Computational Molecular Science and Engineering

Computational Molecular Science and Engineering - Key 21st Century Technology

In this essay we will first explain the great opportunities of Molecular Science and Engineering, describe then efforts at leading institutions, and spell out what this field needs to achieve.

Molecular science and engineering, naturally, is closely related to chemistry, the field that is mainly involved in the frontier of new synthetic routes and new characterization methods of the molecular building blocks in materials engineered for specific technical uses or evolved into the wonderful machines of the living world. The field is also entrenched in physics that furnishes the underlying principles and quantitative descriptions and develops entirely new measurement techniques such as single molecule detection and manipulation methods. Synthetic chemists have discovered synthetic routes to dendrimers, nanotubes, conducting polymers, and self-assembling molecules while physicists along with physical chemists have developed single molecule spectroscopy, atomic force microscopy, optical tweezers, and scanning tunneling microscopes, techniques that inspect and manipulate molecules at unprecedented resolutions. Chemists and physicists contributed to a revolutionary advance of crystallography, NMR spectroscopy, electron cryo-microscopy, and super-resolution light microscopy that have provided a treasure of information on the atomic and supra-atomic level structures of molecular systems, a cherished gift for many human generations. Presently, 41,000 biomolecular structures are known and freely available to anybody, yet this treasure is mostly untapped; complementing these biological structures are millions of sequences from genomic sequencing efforts supported by several funding agencies.

The world of molecules used to be far removed from the world of technological devices. The device engineer consulted the chemist and the physicist for the materials employed, but for a long time many engineers were not much aware of the materials’ molecular building blocks, their focus being on a size scale a billion times larger. But as we know, engineered devices shrank rapidly over the last fifty years and now have reached the ultimate limit of the molecule and the atom. This has happened in many engineering disciplines, magnetic information storage in electronics being a typical example. Engineers fabricate also electronic nanodevices in the latest chip technology and nanoanalytical devices in sensing, that are both molecular scale. In short, the device engineering reached the molecular level and future technology "wars" will be fought at a molecular "frontier". Incidentally, there is no further frontier, so we’d be better prepared technologically for the molecular world.

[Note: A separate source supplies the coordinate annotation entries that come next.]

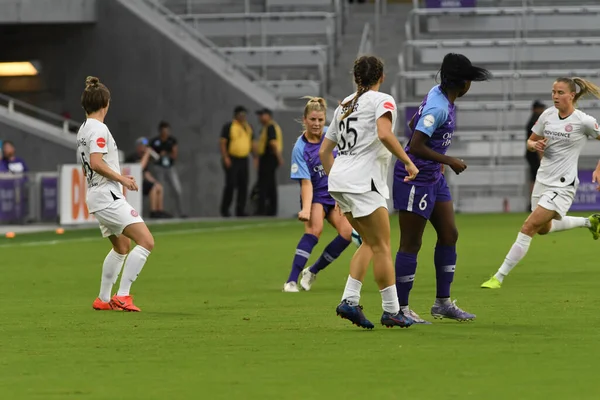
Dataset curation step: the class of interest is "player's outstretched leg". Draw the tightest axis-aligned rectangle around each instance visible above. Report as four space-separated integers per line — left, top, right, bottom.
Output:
92 235 130 311
481 206 556 289
300 235 351 291
431 244 475 321
110 222 154 311
587 214 600 240
538 214 600 240
350 207 414 328
335 244 374 329
283 233 319 293
300 206 360 290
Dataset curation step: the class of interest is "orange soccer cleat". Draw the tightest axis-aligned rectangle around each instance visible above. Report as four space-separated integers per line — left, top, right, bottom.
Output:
110 294 142 312
92 297 113 311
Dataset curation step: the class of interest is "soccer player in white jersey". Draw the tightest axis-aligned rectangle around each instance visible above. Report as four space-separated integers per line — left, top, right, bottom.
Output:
77 77 154 311
481 78 600 289
319 56 419 329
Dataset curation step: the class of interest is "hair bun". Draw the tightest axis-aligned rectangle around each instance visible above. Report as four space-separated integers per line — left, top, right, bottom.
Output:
85 76 100 88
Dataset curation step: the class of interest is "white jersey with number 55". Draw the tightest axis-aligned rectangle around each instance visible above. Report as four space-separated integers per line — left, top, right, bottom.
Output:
325 90 397 199
77 118 123 213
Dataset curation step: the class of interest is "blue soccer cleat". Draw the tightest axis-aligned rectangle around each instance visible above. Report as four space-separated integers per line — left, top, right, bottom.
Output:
381 311 415 328
431 300 475 321
335 300 375 329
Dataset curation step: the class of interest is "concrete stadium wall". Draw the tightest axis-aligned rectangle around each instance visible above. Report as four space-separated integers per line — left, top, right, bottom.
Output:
0 1 308 216
0 122 77 172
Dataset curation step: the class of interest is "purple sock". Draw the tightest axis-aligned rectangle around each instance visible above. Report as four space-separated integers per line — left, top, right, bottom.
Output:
310 235 350 274
287 233 319 282
433 245 456 298
396 251 417 306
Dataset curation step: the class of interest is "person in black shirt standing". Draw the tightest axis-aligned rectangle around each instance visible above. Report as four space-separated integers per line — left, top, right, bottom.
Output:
125 137 171 218
256 108 283 216
150 121 185 218
525 100 546 209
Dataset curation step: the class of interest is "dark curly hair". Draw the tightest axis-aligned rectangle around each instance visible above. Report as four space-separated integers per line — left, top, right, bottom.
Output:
341 56 383 119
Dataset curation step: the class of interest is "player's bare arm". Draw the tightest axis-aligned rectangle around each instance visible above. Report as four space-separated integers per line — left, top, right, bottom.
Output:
319 138 337 175
408 114 417 131
377 113 419 180
527 133 548 153
408 131 467 174
298 179 313 221
90 153 138 192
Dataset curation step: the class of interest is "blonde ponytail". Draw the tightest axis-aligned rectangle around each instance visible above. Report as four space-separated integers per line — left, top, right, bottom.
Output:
302 96 327 118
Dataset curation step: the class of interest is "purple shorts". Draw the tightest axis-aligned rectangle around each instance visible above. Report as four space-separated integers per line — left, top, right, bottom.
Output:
393 175 452 219
300 193 335 216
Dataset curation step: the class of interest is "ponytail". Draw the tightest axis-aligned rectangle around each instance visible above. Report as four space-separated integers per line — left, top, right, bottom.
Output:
571 77 600 103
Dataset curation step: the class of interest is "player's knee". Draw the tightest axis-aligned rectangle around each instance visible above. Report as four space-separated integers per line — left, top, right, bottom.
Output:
305 227 323 239
438 228 458 246
113 237 131 255
370 238 390 254
521 220 548 237
138 234 154 251
537 221 552 235
398 238 423 254
338 224 352 241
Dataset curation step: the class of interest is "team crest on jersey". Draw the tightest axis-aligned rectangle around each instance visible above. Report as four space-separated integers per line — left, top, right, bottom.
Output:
423 114 435 128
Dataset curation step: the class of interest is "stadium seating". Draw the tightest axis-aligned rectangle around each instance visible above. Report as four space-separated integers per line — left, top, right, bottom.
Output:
407 6 600 39
162 0 343 99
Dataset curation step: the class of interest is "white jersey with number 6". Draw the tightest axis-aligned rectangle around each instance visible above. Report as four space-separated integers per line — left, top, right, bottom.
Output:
531 107 600 187
325 90 397 199
77 118 123 213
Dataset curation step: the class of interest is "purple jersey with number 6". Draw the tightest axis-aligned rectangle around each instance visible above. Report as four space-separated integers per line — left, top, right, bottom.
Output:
394 86 456 186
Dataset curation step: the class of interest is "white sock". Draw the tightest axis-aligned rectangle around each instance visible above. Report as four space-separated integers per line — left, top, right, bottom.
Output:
342 275 364 306
117 245 150 296
98 250 127 303
379 285 400 314
550 217 591 232
495 232 531 282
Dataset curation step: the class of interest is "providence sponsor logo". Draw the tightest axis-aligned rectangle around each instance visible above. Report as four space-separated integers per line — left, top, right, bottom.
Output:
544 130 571 139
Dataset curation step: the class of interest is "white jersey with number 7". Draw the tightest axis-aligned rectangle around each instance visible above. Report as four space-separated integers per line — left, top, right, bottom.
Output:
325 90 397 199
77 118 123 213
531 107 600 187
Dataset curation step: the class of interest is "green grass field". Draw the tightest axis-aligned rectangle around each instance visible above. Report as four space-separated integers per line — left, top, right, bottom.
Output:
0 214 600 400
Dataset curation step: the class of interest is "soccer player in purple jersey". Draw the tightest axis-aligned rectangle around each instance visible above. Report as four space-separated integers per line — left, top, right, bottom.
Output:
393 53 491 324
283 97 352 292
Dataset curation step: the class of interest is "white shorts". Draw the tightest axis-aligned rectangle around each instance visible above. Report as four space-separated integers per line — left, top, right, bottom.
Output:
329 191 387 218
531 181 577 219
94 199 144 237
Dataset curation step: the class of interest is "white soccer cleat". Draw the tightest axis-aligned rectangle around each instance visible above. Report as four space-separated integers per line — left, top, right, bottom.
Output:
282 282 299 293
300 268 317 292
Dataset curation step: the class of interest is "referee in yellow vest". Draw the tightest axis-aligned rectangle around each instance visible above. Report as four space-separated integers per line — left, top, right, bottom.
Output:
220 106 257 217
256 108 283 216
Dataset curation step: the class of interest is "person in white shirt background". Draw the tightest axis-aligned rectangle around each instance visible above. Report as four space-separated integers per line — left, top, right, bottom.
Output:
77 76 154 311
319 56 419 329
481 78 600 289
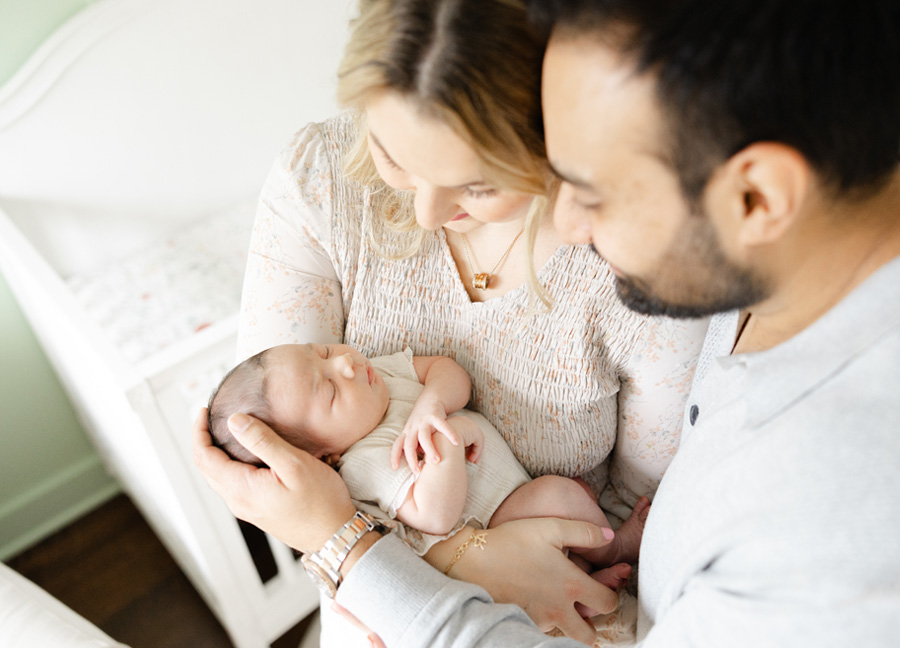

Indeed, also all living systems are manifestly organized around their molecular scale. A reminder of this fact for all of us is the most common medical intervention, the pill we take against our ailments; a bunch of molecules dissolved in our stomach help against apparently complex diseases, even mental disorders. The human body and any biological organism is a society of molecules. Our century has been called with good reason the century of life science and bioengineering, but in as much as this is true, our century is then also the century of molecular science and engineering. For example, if one wishes to design organisms, e.g., algae, to photosynthetically produce hydrogen gas cheaply and abundantly, a known route is to redesign a protein in the algae to make the protein function under normal environmental conditions by rendering it tolerant against oxygen. While the bioengineer may never use chemical, only genetic tools, he or she needs to know chemistry well to retool an organism. Indeed, the leading scientific journals and popular press report almost every day of the triumphs of molecular biology and molecular medicine, be it at the occasion of the yearly Nobel prizes or in a stock market report of a biotech company.

The Computational Microscope

The scientist and engineer working at the molecular level needs to see the world of molecules where the typical length scales measure 1-1000 nm and processes most often occur on ns - ms time scales. Many experimental techniques cover this world and have lead to discoveries and insight, but all techniques cover the molecular world only in very limited ways, offering still pictures, but not movies, resolving atoms but not large systems, seeing fast or very slow processes. There exists only one "microscope" that sees electrons, atoms, molecules, and supramolecular assemblies, that shows still pictures and movies, and that microscope is computational modeling. This microscope is not perfect, but every microscopy has imaging artifacts; pictures and movies offered by the computational microscope are clearly much better than no image, and in fact, computational microscopy has had many successes.

Those who used it already in cell biology, medicine, and bioengineering do not want to live without it. Computational biology has seen a huge growth, with user numbers of available programs going into the hundred thousand. In fact, the UIUC programs VMD and NAMD for biomolecular modeling have together hundred thousand registered users; most if not all researchers in molecular science and engineering spend today a significant amount of time employing the computational tools of their field, the computer being their eyes.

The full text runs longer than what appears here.